WE KNOW what the voters didn't like about President Clinton's health reform proposals -- more control by the federal government, employer mandates, higher taxes to cover the poor and, above all, price controls.
The question is how long the voters will remain satisfied with what they have now.
Two out of three Americans have good health insurance or Medicare, and they assume that their employers or the federal government pay for it.
In fact, of course, the primary payers are working people and the taxpayers, since if there were no employer or government-financed health insurance, wages would be higher and taxes lower.
A related assumption is that in the absence of major health reforms, Americans will continue to enjoy the quantity and quality of coverage they now have. This is a serious misperception.
In recent years they have seen a significant dilution of their benefits -- higher deductibles, higher co-payments, more constraints on choice of doctors and hospitals -- and the outlook is for further restrictions in the years ahead.
The movement toward health maintenance organizations and other forms of managed care has exercised some restraint on costs, but it cannot do so indefinitely. If we want to moderate expenditures for health care, we have no choice but to control the total dollars flowing into the health-care system.
That is the lesson we need to learn from Germany, France, Britain, Canada -- countries that manage to offer health care to their entire populations at a more or less sustainable cost.

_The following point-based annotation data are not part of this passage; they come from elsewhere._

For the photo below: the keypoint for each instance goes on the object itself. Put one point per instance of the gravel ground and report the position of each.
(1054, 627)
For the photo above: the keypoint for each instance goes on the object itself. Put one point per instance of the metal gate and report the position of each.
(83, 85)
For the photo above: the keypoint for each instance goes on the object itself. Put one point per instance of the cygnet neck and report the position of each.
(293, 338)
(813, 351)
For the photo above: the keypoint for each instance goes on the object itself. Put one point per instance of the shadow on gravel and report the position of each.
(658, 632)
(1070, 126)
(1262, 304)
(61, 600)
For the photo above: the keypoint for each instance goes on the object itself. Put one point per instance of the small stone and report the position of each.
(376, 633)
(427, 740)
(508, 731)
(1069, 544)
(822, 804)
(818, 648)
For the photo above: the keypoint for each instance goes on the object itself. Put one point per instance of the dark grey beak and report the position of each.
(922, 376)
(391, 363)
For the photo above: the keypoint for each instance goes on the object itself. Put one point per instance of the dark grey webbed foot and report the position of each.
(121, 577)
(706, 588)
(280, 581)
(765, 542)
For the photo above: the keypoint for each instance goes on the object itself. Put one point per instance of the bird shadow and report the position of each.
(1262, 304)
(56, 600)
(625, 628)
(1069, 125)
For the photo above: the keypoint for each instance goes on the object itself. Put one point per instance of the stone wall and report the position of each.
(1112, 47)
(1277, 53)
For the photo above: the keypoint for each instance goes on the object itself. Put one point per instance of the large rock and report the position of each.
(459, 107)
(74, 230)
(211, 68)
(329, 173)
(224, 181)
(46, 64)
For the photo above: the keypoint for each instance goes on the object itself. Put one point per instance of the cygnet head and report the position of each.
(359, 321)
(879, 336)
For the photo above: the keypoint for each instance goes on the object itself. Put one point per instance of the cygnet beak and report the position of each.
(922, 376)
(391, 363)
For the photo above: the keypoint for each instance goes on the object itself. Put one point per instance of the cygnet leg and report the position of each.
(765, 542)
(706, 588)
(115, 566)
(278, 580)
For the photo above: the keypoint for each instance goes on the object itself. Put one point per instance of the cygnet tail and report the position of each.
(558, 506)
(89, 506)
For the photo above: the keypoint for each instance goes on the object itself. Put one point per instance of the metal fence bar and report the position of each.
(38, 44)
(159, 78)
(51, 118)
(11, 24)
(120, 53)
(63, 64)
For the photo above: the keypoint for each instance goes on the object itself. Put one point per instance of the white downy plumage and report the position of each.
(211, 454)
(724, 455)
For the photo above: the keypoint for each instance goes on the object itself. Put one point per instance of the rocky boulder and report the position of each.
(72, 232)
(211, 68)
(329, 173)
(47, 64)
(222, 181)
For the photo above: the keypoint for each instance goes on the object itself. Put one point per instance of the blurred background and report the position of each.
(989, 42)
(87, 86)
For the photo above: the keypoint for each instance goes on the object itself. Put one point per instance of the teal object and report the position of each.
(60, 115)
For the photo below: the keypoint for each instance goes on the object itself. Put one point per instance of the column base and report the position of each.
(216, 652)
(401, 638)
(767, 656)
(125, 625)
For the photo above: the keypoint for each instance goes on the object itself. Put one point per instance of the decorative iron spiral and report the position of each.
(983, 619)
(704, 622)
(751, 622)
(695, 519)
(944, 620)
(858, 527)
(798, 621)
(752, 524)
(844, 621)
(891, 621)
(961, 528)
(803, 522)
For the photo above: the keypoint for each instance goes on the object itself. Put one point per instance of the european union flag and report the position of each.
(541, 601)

True, Americans prefer to rely on the marketplace rather than on governmental price fixing to control the flow of resources into the economy and its distribution among competing goods and services. But there is so much governmental spending on health care -- counting direct appropriations and tax benefits -- that the competitive market model does not fit the realities of the health sector.
Time is running out for the United States to face up to the challenge of providing universal health insurance. Most advanced economies achieved this goal at the end of World War II, if not earlier.
Once the American people realize that the deficit cannot be contained so long as federal health spending keeps growing; that they, not somebody else, are paying the bills; and that reliance on competitive forces will not moderate runaway health costs -- once people finally recognize all that, then health reform will have to be put back on the national agenda.
And next time around, it will have to be enacted.
Eli Ginzberg is director of the Eisenhower Center for the Conservation of Human Resources at Columbia University.